Se le associazioni tradizionali faticano ad attrarre nuovi membri, i giovani non restano però indifferenti.
Molti scelgono forme di impegno digitale – campagne online, blog, attivismo sui social network – che esprimono partecipazione ma sfuggono agli strumenti di rilevazione ufficiale.
«È una partecipazione invisibile, ma reale – relaziona Lori –. La statistica fatica a coglierla, ma rappresenta una nuova frontiera dell’impegno civico».

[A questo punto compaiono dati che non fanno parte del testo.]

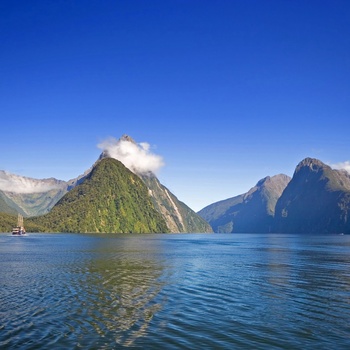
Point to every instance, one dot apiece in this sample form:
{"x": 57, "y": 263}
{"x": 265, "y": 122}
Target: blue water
{"x": 175, "y": 291}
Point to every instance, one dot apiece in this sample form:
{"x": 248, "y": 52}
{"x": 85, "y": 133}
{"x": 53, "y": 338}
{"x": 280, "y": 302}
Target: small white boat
{"x": 19, "y": 230}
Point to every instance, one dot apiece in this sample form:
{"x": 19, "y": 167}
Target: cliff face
{"x": 110, "y": 199}
{"x": 317, "y": 200}
{"x": 249, "y": 212}
{"x": 178, "y": 216}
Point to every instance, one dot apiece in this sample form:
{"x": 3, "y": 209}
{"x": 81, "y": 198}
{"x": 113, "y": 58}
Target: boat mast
{"x": 20, "y": 220}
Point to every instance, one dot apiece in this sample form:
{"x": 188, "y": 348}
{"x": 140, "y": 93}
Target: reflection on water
{"x": 174, "y": 291}
{"x": 121, "y": 288}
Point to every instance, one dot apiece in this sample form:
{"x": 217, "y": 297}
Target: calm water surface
{"x": 174, "y": 291}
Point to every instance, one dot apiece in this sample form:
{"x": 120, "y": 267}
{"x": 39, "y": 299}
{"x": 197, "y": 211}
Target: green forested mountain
{"x": 8, "y": 221}
{"x": 4, "y": 206}
{"x": 178, "y": 216}
{"x": 249, "y": 212}
{"x": 111, "y": 199}
{"x": 317, "y": 200}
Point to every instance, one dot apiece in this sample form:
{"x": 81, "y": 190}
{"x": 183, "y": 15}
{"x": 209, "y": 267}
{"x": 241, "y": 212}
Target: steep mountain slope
{"x": 110, "y": 199}
{"x": 8, "y": 221}
{"x": 250, "y": 212}
{"x": 5, "y": 207}
{"x": 31, "y": 196}
{"x": 178, "y": 216}
{"x": 317, "y": 200}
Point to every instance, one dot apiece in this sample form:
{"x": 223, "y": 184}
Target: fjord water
{"x": 256, "y": 291}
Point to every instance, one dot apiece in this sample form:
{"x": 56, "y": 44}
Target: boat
{"x": 19, "y": 230}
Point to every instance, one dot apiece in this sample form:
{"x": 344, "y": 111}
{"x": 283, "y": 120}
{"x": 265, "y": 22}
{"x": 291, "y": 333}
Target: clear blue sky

Il volontariato individuale: libero, fluido e in calo

Anche il volontariato diretto o individuale – quello svolto senza un’associazione – è in flessione: dal 6% al 5% della popolazione in dieci anni. Si tratta spesso di gesti occasionali o informali: aiutare un vicino, sostenere un amico, partecipare a iniziative spontanee. Il 41% di chi pratica volontariato individuale è anche inserito in un’associazione, segno che le due forme si sovrappongono più che sostituirsi. Il “volontariato fluido” di cui si parla negli ultimi anni – più libero, meno strutturato – resta dunque un fenomeno minoritario, ma significativo.

Un equilibrio nuovo tra libertà e appartenenza

Le motivazioni più frequenti di chi sceglie il volontariato individuale sono tre: non serve un gruppo per essere utili; l’impegno è sporadico; si preferisce agire senza vincoli. Un modo diverso di intendere la solidarietà, più autonomo e personale, ma anche più esposto all’intermittenza.

Il futuro del volontariato

La fotografia tracciata da Lori mostra un volontariato italiano che cambia forma ma non sostanza.
Meno diffuso, più anziano, più flessibile e frammentato, ma ancora vitale. Il rischio è che la caduta della partecipazione strutturata non sia compensata da nuove forme di attivismo. La sfida per il futuro sarà
riconoscere e valorizzare le nuove espressioni di cittadinanza attiva, anche quelle che non indossano la pettorina del volontario ma contribuiscono, a modo loro, al bene comune.

Cosa resta fuori dalle statistiche

Le indagini Istat fotografano il volontariato “visibile”, quello organizzato o riconoscibile come tale. Ma una parte crescente dell’impegno civico italiano sfugge ai questionari. Restano fuori le nuove forme di partecipazione giovanile – attivismo online, campagne social, manifestazioni, raccolte fondi digitali – e il mutuo aiuto informale tra amici, vicini o familiari. Anche il volontariato di prossimità, fatto di iniziative spontanee di quartiere o gruppi di cittadini, raramente si definisce come volontariato e quindi non viene rilevato. Infine, le attività occasionali o ibride, brevi ma diffuse, non trovano spazio nelle indagini periodiche. Eppure, siamo convinti che il Belpaese sia attraversato da una solidarietà invisibile. Cosa resta fuori da una indagine statistica? «Può il battito d’ali di una farfalla in Brasile causare un tornado in Texas?» – diceva Edward Lorenz matematico e meteorologo statunitense. Cosa può mettere in moto un singolo atto nascosto di solidarietà gratuita?